Posts Tagged ‘late night project’

Sometimes I have an idea that’s just too ridiculous to refuse.


This project started with Pinterest. Dear God, I love that thing. I swear that no other social networking site– not Facebook, not Twitter, not Flickr– has inspired me so much. I cook food based on the fancy pictures I see. REAL FOOD. WITH INGREDIENTS THAT DON’T COME OUT OF A CAN.

Anyhow, one night I saw this photo, and at first I thought it was a Ouija Board painted on the wall. It’s not– at least, as not as far as I know– but that just lit my brain up.

“Oh man. I have to paint a huge Ouija board on my wall.
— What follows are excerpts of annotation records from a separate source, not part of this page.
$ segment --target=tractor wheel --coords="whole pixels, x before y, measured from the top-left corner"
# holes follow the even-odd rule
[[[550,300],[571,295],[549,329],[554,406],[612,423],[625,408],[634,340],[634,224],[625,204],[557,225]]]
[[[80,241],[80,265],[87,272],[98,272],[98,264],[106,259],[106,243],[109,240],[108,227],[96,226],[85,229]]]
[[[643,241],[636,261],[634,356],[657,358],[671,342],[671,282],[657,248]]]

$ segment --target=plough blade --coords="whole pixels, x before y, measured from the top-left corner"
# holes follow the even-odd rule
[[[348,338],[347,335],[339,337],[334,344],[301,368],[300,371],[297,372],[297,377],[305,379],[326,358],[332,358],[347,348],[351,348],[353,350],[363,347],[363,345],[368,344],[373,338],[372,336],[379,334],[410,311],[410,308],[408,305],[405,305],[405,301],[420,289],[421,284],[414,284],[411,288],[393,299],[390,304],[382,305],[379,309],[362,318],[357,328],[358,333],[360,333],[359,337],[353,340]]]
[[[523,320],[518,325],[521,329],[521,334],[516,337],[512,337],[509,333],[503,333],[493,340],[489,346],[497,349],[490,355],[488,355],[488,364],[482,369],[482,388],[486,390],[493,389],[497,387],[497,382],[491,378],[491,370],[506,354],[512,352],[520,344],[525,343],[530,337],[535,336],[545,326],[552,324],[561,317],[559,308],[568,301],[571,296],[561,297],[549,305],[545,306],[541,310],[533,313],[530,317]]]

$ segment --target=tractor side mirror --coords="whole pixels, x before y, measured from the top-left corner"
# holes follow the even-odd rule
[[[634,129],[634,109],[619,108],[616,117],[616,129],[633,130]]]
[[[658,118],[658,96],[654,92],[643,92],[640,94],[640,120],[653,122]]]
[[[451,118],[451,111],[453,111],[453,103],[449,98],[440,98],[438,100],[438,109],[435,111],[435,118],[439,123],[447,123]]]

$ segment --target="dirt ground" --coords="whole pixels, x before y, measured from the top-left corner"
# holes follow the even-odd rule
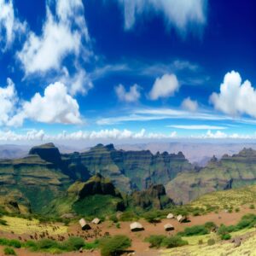
[[[97,234],[97,237],[103,236],[106,232],[108,232],[111,236],[114,235],[125,235],[128,236],[132,240],[132,247],[130,248],[135,252],[135,255],[139,256],[154,256],[159,255],[160,253],[156,250],[153,250],[149,248],[148,243],[144,241],[144,239],[150,235],[167,235],[172,236],[175,235],[178,231],[182,231],[185,227],[193,226],[196,224],[203,224],[207,221],[212,221],[216,224],[220,225],[221,224],[224,224],[225,225],[236,224],[241,219],[241,218],[246,213],[256,213],[256,210],[249,209],[247,207],[241,207],[239,212],[220,212],[218,213],[209,213],[203,216],[190,216],[190,222],[180,224],[176,219],[162,219],[160,223],[156,224],[149,224],[143,219],[139,220],[139,222],[143,224],[144,230],[139,232],[131,232],[130,230],[130,224],[131,222],[121,222],[120,227],[117,228],[115,224],[112,224],[111,222],[106,221],[98,225],[91,224],[92,230],[90,231],[81,231],[81,228],[79,224],[72,224],[68,228],[68,233],[65,235],[65,237],[67,238],[69,236],[79,236],[82,237],[86,237],[86,241],[90,241],[95,239],[96,234]],[[166,232],[164,230],[164,225],[167,223],[172,224],[174,226],[173,231]],[[97,230],[97,232],[96,232]],[[22,240],[29,239],[29,234],[20,235]],[[15,234],[7,234],[0,230],[1,237],[8,237],[8,238],[19,238],[19,236]],[[4,255],[3,253],[3,247],[0,247],[0,256]],[[46,256],[52,255],[45,253],[32,253],[28,252],[26,249],[15,249],[17,255],[20,256]],[[84,252],[84,253],[62,253],[60,254],[61,256],[71,256],[71,255],[86,255],[86,256],[99,256],[100,253],[98,251],[94,252]]]

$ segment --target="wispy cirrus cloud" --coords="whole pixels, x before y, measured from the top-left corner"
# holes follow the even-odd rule
[[[124,9],[125,28],[133,27],[140,17],[163,16],[167,27],[184,34],[193,25],[197,28],[207,22],[207,0],[118,0]]]
[[[105,129],[100,131],[78,131],[75,132],[62,131],[56,135],[49,135],[44,130],[32,130],[26,133],[17,133],[12,131],[0,131],[0,141],[79,141],[79,140],[144,140],[175,138],[176,131],[169,134],[147,132],[145,129],[139,131],[131,131],[127,129]]]
[[[125,122],[153,121],[162,119],[206,120],[206,121],[231,121],[236,124],[255,125],[256,120],[247,118],[236,118],[216,113],[212,111],[198,109],[191,114],[190,111],[174,108],[137,108],[125,110],[123,115],[99,118],[96,124],[112,125]]]
[[[224,130],[228,129],[225,126],[217,126],[217,125],[167,125],[166,127],[175,128],[175,129],[184,129],[184,130]]]

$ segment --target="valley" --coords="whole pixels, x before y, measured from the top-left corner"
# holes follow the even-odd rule
[[[18,255],[105,255],[104,241],[114,239],[126,239],[121,251],[131,255],[204,255],[200,252],[214,247],[228,255],[242,250],[256,232],[256,151],[251,148],[213,156],[199,167],[182,152],[153,154],[98,144],[61,154],[47,143],[24,158],[0,160],[0,246]],[[168,219],[170,212],[174,217]],[[179,214],[188,222],[179,223]],[[90,230],[81,230],[81,218]],[[94,218],[101,223],[91,224]],[[241,226],[244,218],[249,218]],[[132,232],[133,222],[143,230]],[[166,224],[173,230],[166,231]],[[223,224],[225,235],[218,234]],[[245,237],[237,249],[234,237]],[[160,240],[157,246],[153,241]]]

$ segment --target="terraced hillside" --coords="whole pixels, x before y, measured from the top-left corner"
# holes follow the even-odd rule
[[[192,169],[181,152],[177,154],[166,152],[153,154],[149,150],[116,150],[113,144],[98,144],[82,153],[80,157],[81,163],[90,175],[101,173],[124,192],[147,189],[151,184],[165,185],[177,173]]]
[[[212,158],[206,167],[183,172],[166,185],[166,193],[176,202],[189,202],[199,196],[231,188],[256,183],[256,151],[243,148],[239,154]]]
[[[38,154],[0,161],[0,202],[10,212],[41,212],[70,178]]]

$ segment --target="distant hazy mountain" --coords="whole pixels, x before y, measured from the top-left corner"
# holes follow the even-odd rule
[[[152,143],[145,144],[116,145],[116,148],[124,150],[150,150],[156,152],[178,153],[183,152],[190,163],[197,163],[201,166],[206,166],[208,160],[215,155],[218,159],[224,154],[238,153],[242,148],[256,149],[256,143]]]
[[[256,150],[243,148],[232,156],[215,157],[203,168],[183,172],[166,185],[167,195],[175,202],[187,203],[199,196],[217,191],[256,183]]]

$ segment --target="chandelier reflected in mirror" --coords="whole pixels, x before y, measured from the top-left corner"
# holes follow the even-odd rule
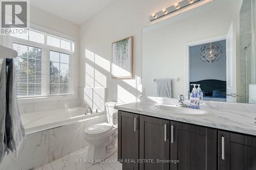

And I have to do it tonight. RIGHT NOW.”

Luckily, my boyfriend was out that night, so I grabbed my MP3 player and went to town. Below are my vague instructions if you wanna try this yourself, but if you don’t have a projector, it might be tricky.

Step 1: Become ridiculously attached to an image. I just googled “Ouija Board”, found a picture of an original one, and opened it in a paint program (Paint Shop Pro, in case you’re interested). From there I switched it to black and white and upped the contrast to make sure I could see all the details.

Step 2: Print out said image and slap it on a projector. Shine it on the wall you’d like to decorate. I chose the bottom of my staircase wall because I’m too lazy to paint it entirely (it’s open to the second floor).

Step 3: Use a pencil to trace out the designs. You will get graphite all over the side of your drawing hand. Embrace it. Just don’t wipe it on your face.

Step 4: Go to sleep. Admittedly this is an optional step, but I did it because it was well after midnight by this time and my excitement had worn off.

Step 5: Use craft paint (or household interior latex, or artist acrylics) to fill in the design. I needed to do two coats. I used a dark purple. The wall is actually off white, not yellowy as in the photo.

Step 6: Once the paint is dry, you can age the design if you want. Light sanding with small grit sandpaper works okay. Depending on the paint you used, washing with a rag or Mr. Clean Magic Eraser will work, too. I used craft acrylics, and found the Magic Eraser worked really well. Either way, you probably want to wipe down your walls when you’re done, just to get rid of any excess graphite or dust from the process.

Step 7: Admire your work. Contemplate making a huge planchette table.